Many such schools are in the process of deciding how to publicly affirm where they stand on the same-sex marriage issue.
Dr. Thomas White, Cedarville’s president, drew a clear line in the sand in a school chapel sermon on Sunday. Students returned to the Cedarville campus in mid-August. White said that he was saddened to see rainbow flags flown in celebration across the nation, rainbow lights illuminating the White House at night and rainbows on countless Facebook profiles. The rainbow is a symbol of pride among the LGBTQ community, but in Christian symbolism it has a different meaning, representing God’s covenant with Noah.
“God defined marriage, and no one except the Creator has the right to redefine it,” White said. “Therefore, as long as I serve as the president of Cedarville University, we will contend that marriage that God ordained marriage as one man and one woman in a covenant relationship for life, representing the Gospel union between Christ and the church.”
He described the Supreme Court decision as a “small skirmish” in a larger cosmic battle.
Cedarville and 120 other North American Christian colleges and universities are members of the Council for Christian Colleges and Universities (CCCU), a Washington, D.C.,-based advocacy group. Same-sex marriage is causing a rift among the CCCU’s member institutions. Some schools, like Cedarville, are doubling down on their policy of no tolerance for same-sex relationships, while two of the 123 member institutions have decided to show greater forbearance.
Eastern Mennonite University (EMU) and Goshen College announced on July 20 that they would allow the hiring of faculty and staff in same-sex relationships. The announcement came after four years of careful deliberation timed to coincide with the Mennonite church’s consideration of LGBTQ issues. Both schools are members of the Mennonite Church USA. Previously, LGBTQ faculty and staff could be hired so long as they agreed to remain celibate.
Goshen and EMU were transparent with the CCCU and its member institutions about their years-long process of discernment, but soon after their final decision was announced, other CCCU-member schools began to pressure the organization to immediately revoke Goshen and EMU’s membership. Union College in Tennessee dropped out of the CCCU in early August, with its president expressing frustration that the CCCU had not yet acted. Oklahoma Wesleyan University (OKWU) terminated its relationship with the organization on Monday, citing similar concerns.

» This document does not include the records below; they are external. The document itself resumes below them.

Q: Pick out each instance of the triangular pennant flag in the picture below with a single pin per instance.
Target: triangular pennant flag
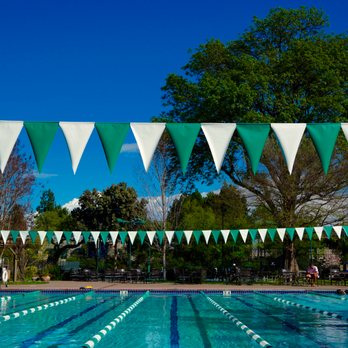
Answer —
(254, 137)
(132, 235)
(41, 136)
(33, 235)
(112, 136)
(272, 232)
(318, 231)
(76, 135)
(281, 233)
(225, 234)
(4, 235)
(67, 235)
(253, 234)
(113, 235)
(77, 236)
(235, 234)
(328, 231)
(324, 137)
(184, 136)
(291, 232)
(169, 235)
(263, 233)
(197, 234)
(309, 231)
(42, 235)
(338, 231)
(216, 234)
(58, 235)
(206, 234)
(289, 136)
(244, 234)
(104, 236)
(218, 136)
(147, 136)
(142, 235)
(300, 231)
(160, 235)
(123, 235)
(85, 235)
(179, 235)
(23, 235)
(9, 132)
(151, 236)
(188, 235)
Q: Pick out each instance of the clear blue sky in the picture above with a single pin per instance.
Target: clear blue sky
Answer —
(101, 60)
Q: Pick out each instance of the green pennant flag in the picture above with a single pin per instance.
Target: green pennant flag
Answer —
(104, 235)
(41, 136)
(67, 235)
(184, 136)
(112, 136)
(49, 235)
(254, 137)
(324, 137)
(179, 235)
(309, 231)
(216, 234)
(291, 232)
(197, 234)
(14, 235)
(142, 235)
(85, 235)
(33, 235)
(235, 234)
(253, 234)
(160, 236)
(272, 232)
(123, 235)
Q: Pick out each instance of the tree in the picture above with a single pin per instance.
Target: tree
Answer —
(284, 68)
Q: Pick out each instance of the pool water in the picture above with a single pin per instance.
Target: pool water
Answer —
(175, 320)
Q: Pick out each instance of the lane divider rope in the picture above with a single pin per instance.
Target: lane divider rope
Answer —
(103, 332)
(313, 309)
(25, 312)
(257, 338)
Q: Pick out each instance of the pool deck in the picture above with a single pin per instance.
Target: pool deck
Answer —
(101, 285)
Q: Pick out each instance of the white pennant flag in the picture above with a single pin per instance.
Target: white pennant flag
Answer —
(151, 236)
(289, 136)
(218, 136)
(281, 233)
(147, 136)
(23, 235)
(4, 235)
(338, 231)
(318, 231)
(77, 236)
(300, 232)
(169, 235)
(244, 234)
(113, 235)
(262, 233)
(42, 235)
(77, 135)
(9, 132)
(206, 234)
(132, 235)
(225, 234)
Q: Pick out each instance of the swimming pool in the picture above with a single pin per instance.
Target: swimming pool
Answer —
(163, 319)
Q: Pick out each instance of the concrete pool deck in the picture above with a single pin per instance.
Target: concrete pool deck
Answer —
(101, 285)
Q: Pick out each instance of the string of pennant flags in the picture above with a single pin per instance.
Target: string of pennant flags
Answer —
(184, 135)
(197, 235)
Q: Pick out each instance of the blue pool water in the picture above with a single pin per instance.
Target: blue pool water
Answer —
(175, 320)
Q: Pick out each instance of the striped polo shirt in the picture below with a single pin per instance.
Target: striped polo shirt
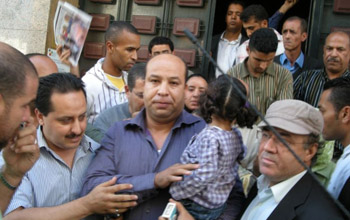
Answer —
(276, 83)
(50, 182)
(308, 86)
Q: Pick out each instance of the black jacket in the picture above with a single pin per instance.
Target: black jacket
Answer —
(214, 51)
(306, 200)
(310, 63)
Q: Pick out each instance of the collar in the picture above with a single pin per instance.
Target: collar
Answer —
(102, 75)
(245, 72)
(234, 41)
(140, 120)
(325, 75)
(86, 143)
(280, 190)
(300, 60)
(346, 152)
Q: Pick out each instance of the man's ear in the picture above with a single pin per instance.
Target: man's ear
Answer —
(311, 152)
(303, 36)
(248, 49)
(2, 104)
(264, 23)
(109, 46)
(39, 116)
(344, 115)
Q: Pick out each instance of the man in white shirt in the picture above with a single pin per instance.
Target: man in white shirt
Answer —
(335, 108)
(285, 189)
(253, 18)
(224, 46)
(105, 81)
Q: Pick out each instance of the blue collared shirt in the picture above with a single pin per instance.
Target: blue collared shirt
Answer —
(50, 182)
(341, 174)
(128, 151)
(297, 65)
(217, 151)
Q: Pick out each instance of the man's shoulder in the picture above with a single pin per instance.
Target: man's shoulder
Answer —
(307, 200)
(94, 73)
(311, 63)
(307, 74)
(277, 59)
(237, 70)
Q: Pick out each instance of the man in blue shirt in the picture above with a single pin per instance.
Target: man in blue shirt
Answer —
(18, 86)
(335, 108)
(51, 188)
(294, 33)
(145, 151)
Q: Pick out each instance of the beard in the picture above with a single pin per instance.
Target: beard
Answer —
(3, 143)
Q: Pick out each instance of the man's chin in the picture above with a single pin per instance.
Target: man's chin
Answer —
(3, 144)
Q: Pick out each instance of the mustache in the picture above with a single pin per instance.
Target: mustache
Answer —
(332, 59)
(73, 135)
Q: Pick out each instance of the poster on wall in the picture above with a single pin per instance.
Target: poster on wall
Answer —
(71, 26)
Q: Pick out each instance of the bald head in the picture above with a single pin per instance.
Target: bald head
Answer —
(336, 53)
(341, 35)
(14, 68)
(43, 64)
(164, 88)
(164, 59)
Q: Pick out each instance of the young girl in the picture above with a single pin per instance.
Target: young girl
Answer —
(217, 149)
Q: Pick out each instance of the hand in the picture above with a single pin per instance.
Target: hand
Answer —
(173, 174)
(21, 153)
(183, 213)
(63, 55)
(103, 200)
(288, 4)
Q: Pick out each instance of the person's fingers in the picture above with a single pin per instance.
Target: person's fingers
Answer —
(59, 50)
(119, 187)
(25, 140)
(123, 197)
(108, 183)
(33, 148)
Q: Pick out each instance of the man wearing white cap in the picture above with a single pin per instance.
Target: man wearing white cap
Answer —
(285, 189)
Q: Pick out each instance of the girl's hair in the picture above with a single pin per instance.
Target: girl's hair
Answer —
(222, 100)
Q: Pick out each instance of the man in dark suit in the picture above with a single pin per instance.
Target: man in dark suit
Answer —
(224, 46)
(285, 189)
(294, 33)
(335, 108)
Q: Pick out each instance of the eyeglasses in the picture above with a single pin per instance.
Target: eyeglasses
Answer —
(139, 94)
(264, 136)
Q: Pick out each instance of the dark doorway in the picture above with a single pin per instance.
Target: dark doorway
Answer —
(301, 9)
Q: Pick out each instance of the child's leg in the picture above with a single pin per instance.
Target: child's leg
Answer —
(201, 213)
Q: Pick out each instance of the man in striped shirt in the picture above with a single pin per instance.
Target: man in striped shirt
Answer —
(105, 81)
(50, 190)
(267, 80)
(308, 86)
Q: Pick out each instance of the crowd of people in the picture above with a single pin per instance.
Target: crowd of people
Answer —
(126, 138)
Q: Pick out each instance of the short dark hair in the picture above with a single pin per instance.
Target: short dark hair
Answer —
(340, 90)
(159, 41)
(116, 28)
(14, 68)
(138, 71)
(57, 82)
(258, 12)
(263, 40)
(29, 55)
(235, 2)
(303, 24)
(196, 75)
(222, 100)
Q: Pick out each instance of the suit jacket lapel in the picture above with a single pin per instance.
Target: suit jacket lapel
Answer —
(297, 196)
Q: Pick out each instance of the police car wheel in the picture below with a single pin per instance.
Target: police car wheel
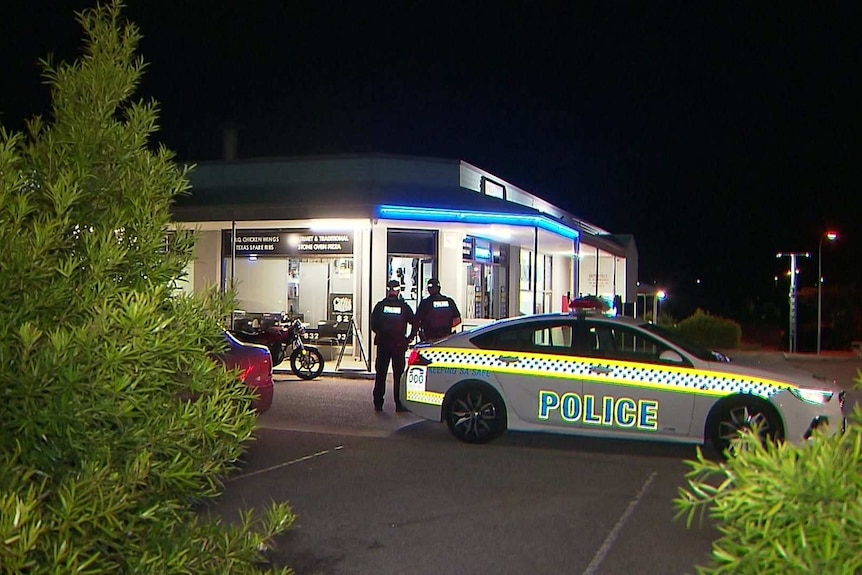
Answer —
(475, 413)
(732, 418)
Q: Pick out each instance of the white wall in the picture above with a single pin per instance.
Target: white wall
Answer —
(561, 281)
(207, 268)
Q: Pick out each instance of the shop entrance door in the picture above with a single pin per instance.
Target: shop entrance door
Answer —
(486, 291)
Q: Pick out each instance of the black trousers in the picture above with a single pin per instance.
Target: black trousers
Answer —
(381, 366)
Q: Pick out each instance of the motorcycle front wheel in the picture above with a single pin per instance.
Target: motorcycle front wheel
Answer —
(276, 350)
(306, 362)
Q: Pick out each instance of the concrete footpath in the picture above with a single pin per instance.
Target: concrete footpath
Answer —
(843, 367)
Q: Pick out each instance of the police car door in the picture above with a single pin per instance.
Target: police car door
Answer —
(538, 382)
(626, 385)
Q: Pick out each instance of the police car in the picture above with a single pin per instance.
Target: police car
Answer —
(590, 374)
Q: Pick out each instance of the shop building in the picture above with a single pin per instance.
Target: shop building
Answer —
(319, 237)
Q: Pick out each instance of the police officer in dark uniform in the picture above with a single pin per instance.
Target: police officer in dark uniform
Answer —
(390, 321)
(437, 314)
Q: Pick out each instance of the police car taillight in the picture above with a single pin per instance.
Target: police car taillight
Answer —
(416, 359)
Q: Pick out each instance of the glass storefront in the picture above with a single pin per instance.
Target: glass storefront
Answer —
(298, 273)
(412, 257)
(487, 271)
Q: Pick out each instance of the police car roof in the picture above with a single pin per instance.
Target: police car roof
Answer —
(496, 324)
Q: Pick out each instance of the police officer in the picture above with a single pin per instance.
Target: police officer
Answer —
(437, 314)
(390, 320)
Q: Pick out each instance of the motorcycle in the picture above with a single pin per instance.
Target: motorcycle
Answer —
(305, 361)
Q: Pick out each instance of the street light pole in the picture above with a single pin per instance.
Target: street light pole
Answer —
(831, 236)
(792, 296)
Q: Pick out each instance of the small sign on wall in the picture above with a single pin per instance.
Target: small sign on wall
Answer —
(288, 243)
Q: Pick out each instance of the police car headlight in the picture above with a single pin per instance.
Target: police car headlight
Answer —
(815, 396)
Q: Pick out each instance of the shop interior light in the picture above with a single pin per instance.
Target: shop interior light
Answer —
(442, 215)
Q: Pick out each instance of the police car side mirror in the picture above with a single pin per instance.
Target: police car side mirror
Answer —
(670, 356)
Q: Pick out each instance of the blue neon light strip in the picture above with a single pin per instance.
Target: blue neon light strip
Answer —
(440, 215)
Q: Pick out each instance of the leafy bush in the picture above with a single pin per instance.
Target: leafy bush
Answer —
(710, 331)
(785, 508)
(100, 461)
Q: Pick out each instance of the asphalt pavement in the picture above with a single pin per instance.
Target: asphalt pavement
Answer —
(390, 493)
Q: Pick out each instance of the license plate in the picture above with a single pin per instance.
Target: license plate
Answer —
(416, 378)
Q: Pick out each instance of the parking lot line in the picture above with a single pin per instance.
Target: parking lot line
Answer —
(287, 463)
(612, 536)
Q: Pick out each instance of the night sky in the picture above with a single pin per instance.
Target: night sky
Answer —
(717, 133)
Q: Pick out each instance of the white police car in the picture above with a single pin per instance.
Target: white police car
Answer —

“CCCU’s ambivalence in deciding the status of two member institutions that have advised CCCU they will permit same-sex couples to be employed as faculty members indicates to us that it is time for our university to move in a different direction,” OKWU president Dr. Everett Piper said in a statement on Sunday. “We believe in missional clarity and view the defense of the Biblical definition of marriage as an issue of critical importance to Christian colleges.”
The CCCU, for its part, originally said that it would undertake a six-month deliberation process to decide whether EMU and Goshen could become affiliate members, but updated its position Saturday on its website, saying that it will hold a members-only phone call on September 21 to discuss the school’s membership status.
Dr. David Olsen, chair of the communications department at California State University, Los Angeles and a Cedarville alumnus, likened the rift in the CCCU to the “realignment” the Episcopal Church underwent when it consecrated its first openly gay bishop in 2003. “It’s becoming a litmus test for them,” Olsen said.